The Board of Equalization must hold hearings and make decisions by May 30, 2010.
Those who plan to appeal their assessments should be prepared to explain why they think the property may be assessed improperly or inaccurately.
Property books are available at the Revercomb Building for residents to inspect, so they can compare their property valuations with other comparable properties in their area of the county.
Generally, property owners who wish to be successful in protesting the valuations would be expected to bring proof that the assessment is too high, such as a recent professional appraisal or evidence of lower selling prices for similar properties recently sold in the area.
~ ONLINE ACCESS TO ASSESSMENT RECORDS Assessment notices were mailed out by Blue Ridge to landowners in the end of October.
But if you can’t find your notice, you can have the choice of checking it online or in person at the Revercomb Building. You can also check the assessments of other properties.
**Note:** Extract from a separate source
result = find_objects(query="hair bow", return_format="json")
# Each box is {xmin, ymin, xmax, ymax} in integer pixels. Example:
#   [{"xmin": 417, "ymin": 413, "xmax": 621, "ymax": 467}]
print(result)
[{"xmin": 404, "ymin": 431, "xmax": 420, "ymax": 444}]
Assessment records can be accessed online at Blue Ridge’s website, <www.vamanet.com>.
Simply go to the homepage and click on “King George County.”
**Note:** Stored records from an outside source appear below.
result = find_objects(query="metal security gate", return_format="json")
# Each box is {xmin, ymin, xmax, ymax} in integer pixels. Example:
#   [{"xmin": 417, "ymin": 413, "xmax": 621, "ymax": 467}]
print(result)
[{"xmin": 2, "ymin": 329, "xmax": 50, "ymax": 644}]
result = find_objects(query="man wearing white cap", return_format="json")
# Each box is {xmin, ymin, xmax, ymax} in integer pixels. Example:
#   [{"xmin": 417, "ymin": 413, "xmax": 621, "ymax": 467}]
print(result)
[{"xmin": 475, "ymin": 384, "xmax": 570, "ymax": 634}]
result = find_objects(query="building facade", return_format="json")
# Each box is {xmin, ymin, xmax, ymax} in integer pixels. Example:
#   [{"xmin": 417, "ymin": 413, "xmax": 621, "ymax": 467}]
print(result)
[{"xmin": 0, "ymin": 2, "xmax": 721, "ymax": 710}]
From there, enter the name of the property owner and click on “Process Search.”
At the property listing, you will see the new assessment total for buildings and land.
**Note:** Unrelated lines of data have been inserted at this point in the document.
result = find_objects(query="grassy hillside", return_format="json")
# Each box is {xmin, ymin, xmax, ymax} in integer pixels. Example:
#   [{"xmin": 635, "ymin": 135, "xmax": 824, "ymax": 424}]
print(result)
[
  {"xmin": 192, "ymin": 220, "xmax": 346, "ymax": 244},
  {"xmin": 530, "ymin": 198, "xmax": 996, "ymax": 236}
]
To view additional information, click on the name.
To get more details, clicking on “Building 1” will give a complete description of the number of rooms, square footage, types of utilities, etc.
To compare assessments with other properties in the neighborhood, instead of entering a name, the website provides the option of entering an address or Tax Map and Lot number.
~ REAL ESTATE VALUES DOWN AN AVERAGE OF 6 PERCENT Real estate values in King George dropped an average of 6 percent as a result of the recent assessment.
But the value of vacant or unimproved land generally went up.
That was announced last fall by Blue Ridge Mass Appraisals representative Mike Didawick. Blue Ridge was under contract with the county to conduct a reassessment of all property in the county during the past year.
But the 6-percent average overall drop in assessments doesn’t mean all property owners saw a drop in their assessments. In fact, some went up.
In a release to the county last fall, Didawick said, “Many residential properties did go down, especially the higher priced properties as they are the more difficult to sell at this time. Tracts of vacant land and some commercial properties did increase in value.”
~ BOARD OF EQUALIZATION Virginia law requires that following each reassessment, localities establish a Board of Equalization to hear appeals by landowners.
The Board of Supervisors nominated members to a Board of Equalization, whose appointments were made by the Circuit Court.
The members of the Board of Equalization are John Jenkins, at-large, Ralph Sutton from the James Madison district, Larry Cameron from the James Monroe District, Ralph Peregory from Dahlgren and Homer Hite from Shiloh.
The appointees were required to participate in training provided by the state Department of Taxation to prepare for their duties. During their training session in December, Hite was elected chairman, with Cameron as secretary.
~ REASSESSMENTS AND TAX RATES As noted, the new assessed valuations went into effect January 1, 2010. Adjustments on the real estate tax rate will take place this spring, during the budget process and following a public hearing by the Board of Supervisors.
During upcoming budget deliberations to be scheduled, Supervisors will be provided an “equalized” tax rate by county finance staff. With real estate assessments down on the average, that means the equalized rate will be a tax figure that is higher than the current 45-cents per $100 valuation.
The equalized tax rate figure will reflect a calculation of what the tax rate would be if the same amount of real estate tax revenue were to be realized by the county as in the current year, but based on the new, lower real estate assessments.
Any proposed tax rate above the equalized rate would be a county tax increase and would be advertised as such.
Whatever tax rate is adopted by the Board of Supervisors in spring 2010 will be reflected in tax bills due in June 2010 when the first half-year payment is due.